I have a stationary time series to which I want to fit a linear model with an autoregressive term to correct for serial correlation, i.e. using the formula At = c1*Bt + c2*Ct + ut, where ut = r*ut-1 + et
(ut is an AR(1) term to correct for serial correlation in the error terms)
Does anyone know what to use in R to model this?
Thanks Karl
The GLMMarp package will fit these models. If you just want a linear model with Gaussian errors, you can do it with the arima()
function where the covariates are specified via the xreg
argument.
There are several ways to do this in R. Here are two examples using the "Seatbelts" time series dataset in the datasets package that comes with R.
The arima()
function comes in package:stats that is included with R. The function takes an argument of the form order=c(p, d, q)
where you you can specify the order of the auto-regressive, integrated, and the moving average component. In your question, you suggest that you want to create a AR(1) model to correct for first-order autocorrelation in the errors and that's it. We can do that with the following command:
arima(Seatbelts[,"drivers"], order=c(1,0,0),
xreg=Seatbelts[,c("kms", "PetrolPrice", "law")])

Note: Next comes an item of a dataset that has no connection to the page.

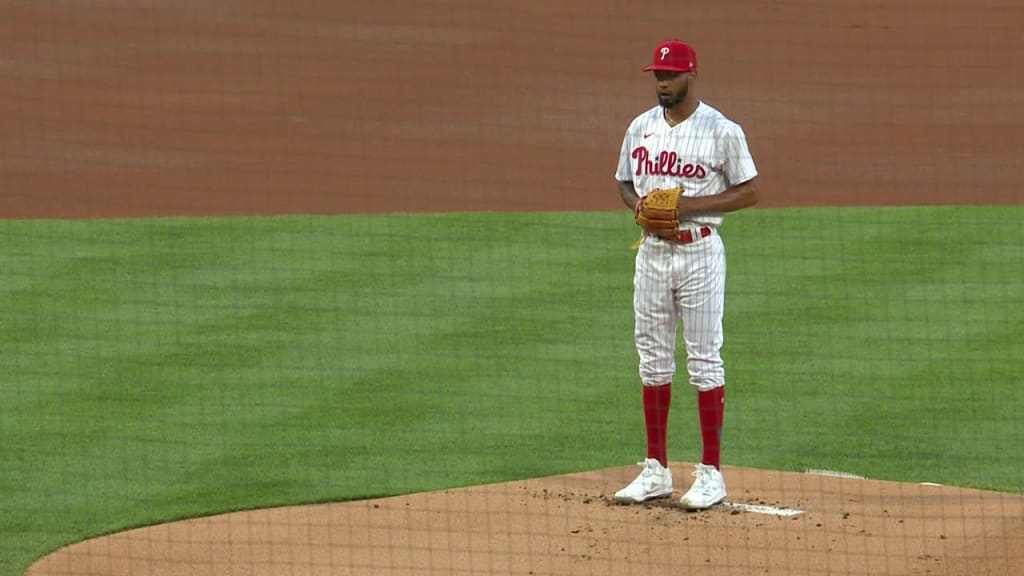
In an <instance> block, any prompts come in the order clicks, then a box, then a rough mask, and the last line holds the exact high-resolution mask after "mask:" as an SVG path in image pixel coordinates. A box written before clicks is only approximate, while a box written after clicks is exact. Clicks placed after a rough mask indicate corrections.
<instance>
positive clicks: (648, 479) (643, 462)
mask: <svg viewBox="0 0 1024 576" xmlns="http://www.w3.org/2000/svg"><path fill="white" fill-rule="evenodd" d="M637 464H639V465H640V466H641V467H643V469H642V470H640V476H638V477H636V479H635V480H634V481H633V482H631V483H630V485H629V486H627V487H626V488H623V489H622V490H620V491H618V492H615V501H616V502H618V503H620V504H636V503H639V502H643V501H645V500H650V499H652V498H660V497H663V496H671V495H672V470H670V469H669V468H667V467H665V466H663V465H662V462H658V461H657V459H656V458H647V459H645V460H644V461H642V462H637Z"/></svg>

The value for order specifies that we want an AR(1) model. The xreg compontent should be a series of other Xs we want to add as part of a regression. The output looks a little bit like the output of summary.lm()
turned on its side.
Another alternative process might be more familiar to the way you've fit regression models is to use gls()

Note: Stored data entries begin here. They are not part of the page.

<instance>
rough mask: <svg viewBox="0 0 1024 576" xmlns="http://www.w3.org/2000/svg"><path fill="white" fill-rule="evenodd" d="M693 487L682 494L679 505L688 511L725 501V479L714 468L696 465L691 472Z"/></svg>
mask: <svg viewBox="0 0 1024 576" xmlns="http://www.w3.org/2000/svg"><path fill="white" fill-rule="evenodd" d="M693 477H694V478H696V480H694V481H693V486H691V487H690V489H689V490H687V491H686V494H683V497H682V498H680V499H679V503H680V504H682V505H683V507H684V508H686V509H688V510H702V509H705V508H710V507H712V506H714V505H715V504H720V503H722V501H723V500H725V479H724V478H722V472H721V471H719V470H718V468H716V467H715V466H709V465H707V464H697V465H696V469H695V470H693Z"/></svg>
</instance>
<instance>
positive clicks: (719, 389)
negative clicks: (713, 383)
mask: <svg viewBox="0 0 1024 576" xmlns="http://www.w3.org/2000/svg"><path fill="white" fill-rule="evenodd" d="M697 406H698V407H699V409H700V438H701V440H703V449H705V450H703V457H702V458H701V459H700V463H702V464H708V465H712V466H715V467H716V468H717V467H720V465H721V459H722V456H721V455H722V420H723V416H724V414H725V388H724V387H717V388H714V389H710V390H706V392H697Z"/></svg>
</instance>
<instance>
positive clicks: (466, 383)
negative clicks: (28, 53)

in the nlme package. The following code turns the Seatbelt time series object into a dataframe and then extracts and adds a new column (t) that is just a counter in the sorted time series object:
Seatbelts.df <- data.frame(Seatbelts)
Seatbelts.df$t <- 1:(dim(Seatbelts.df)[1])
The two lines above are only getting the data in shape. Since the arima()
function is designed for time series, it can read time series objects more easily. To fit the model with nlme you would then run:
library(nlme)
m <- gls(drivers ~ kms + PetrolPrice + law,
data=Seatbelts.df,
correlation=corARMA(p=1, q=0, form=~t))
summary(m)
The line that begins with "correlation" is the way you pass in the ARMA correlation structure to GLS. The results won't be exactly the same because arima()
uses maximum likelihood to estimate models and gls()
uses restricted maximum likelihood by default. If you add method="ML"
to the call to gls()
you will get identical estimates you got with the ARIMA function above.